Stories and Prose (Translated)

The Helplessness of Happiness

So then, you're a happy person, aren't you?
You strike me as terribly, terribly happy.
I don't like thinking about it.
Happy people are such helpless creatures.
Living in happiness, a person eventually becomes inert and hollow.

I wish you had some incompleteness, some unfulfilled longing, some restlessness, some unhappiness.
I wish some deep melancholy would wrap itself around you.
Without these things, a person isn't quite a person.
Anyone without sorrow in them—I find them repulsive to look at.

Unhappy people feel so intimate to me.
But you feel so distant.
I like seeing you unhappy. And yet, even this small unhappiness of yours gives me a headache!
I want to see you the way I imagine you should be, and yet once you become the way I imagine, I no longer like it.
There is only one you I can bear, and only one you I cannot bear.
What do I even want? I don't know myself! Damn it all! I can't stand living like this!

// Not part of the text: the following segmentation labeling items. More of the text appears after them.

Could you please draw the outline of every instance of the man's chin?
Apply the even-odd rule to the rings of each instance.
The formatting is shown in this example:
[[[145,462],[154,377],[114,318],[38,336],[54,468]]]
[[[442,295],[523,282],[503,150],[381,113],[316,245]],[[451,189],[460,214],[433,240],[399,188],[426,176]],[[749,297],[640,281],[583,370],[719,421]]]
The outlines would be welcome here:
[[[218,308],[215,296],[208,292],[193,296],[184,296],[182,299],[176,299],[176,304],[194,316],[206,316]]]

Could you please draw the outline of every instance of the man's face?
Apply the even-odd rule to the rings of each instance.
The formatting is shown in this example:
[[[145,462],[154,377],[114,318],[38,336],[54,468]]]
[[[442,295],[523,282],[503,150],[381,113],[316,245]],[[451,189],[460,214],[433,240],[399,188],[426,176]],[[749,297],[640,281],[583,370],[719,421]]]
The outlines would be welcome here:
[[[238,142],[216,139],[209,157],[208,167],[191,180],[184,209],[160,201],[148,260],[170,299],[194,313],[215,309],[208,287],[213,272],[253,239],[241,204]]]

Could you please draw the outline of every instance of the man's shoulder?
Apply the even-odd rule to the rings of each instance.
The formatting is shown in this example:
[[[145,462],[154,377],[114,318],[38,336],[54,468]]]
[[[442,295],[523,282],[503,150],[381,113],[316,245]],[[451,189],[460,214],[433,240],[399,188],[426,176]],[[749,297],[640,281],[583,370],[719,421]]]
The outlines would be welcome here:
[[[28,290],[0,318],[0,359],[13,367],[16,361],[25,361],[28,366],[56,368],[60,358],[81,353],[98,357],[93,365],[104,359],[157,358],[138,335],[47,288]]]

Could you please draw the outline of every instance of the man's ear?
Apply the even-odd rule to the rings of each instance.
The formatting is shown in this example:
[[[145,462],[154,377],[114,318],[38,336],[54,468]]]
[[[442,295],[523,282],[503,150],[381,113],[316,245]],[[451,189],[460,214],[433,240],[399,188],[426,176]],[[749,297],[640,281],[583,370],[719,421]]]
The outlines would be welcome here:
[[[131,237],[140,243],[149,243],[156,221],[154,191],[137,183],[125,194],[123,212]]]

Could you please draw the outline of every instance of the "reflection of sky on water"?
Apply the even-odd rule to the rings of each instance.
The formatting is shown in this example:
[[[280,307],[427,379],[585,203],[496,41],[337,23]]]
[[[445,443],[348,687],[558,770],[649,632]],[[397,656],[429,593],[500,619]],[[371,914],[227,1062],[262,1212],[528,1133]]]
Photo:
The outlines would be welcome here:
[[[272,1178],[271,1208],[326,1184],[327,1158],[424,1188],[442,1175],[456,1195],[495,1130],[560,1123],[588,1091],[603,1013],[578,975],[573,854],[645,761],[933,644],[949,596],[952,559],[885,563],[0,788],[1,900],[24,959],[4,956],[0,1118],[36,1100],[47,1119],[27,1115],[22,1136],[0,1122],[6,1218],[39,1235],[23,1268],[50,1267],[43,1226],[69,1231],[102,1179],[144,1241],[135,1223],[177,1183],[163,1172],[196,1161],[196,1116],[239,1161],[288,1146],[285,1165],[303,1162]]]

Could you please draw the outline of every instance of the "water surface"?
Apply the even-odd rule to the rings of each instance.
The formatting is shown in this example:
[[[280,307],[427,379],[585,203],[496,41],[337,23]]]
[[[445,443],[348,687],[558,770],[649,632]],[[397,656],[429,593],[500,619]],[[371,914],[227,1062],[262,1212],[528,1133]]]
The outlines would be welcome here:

I have thousands upon thousands of small, fragmented sorrows. You don't have sorrows like that, but those one or two sorrows you do have—in magnitude, they are far, far greater than all my sorrows combined.

Yet still, you're better off; better to carry one great sorrow than countless small ones. A great sorrow passes in time, but the small sorrows—a person must carry those all their life. A great sorrow can truly be healed, but if you try to rid yourself of a small sorrow, half a dozen more come creeping in from nowhere!

I wish your happiness held some sorrow in it, and your sorrow held some happiness in it.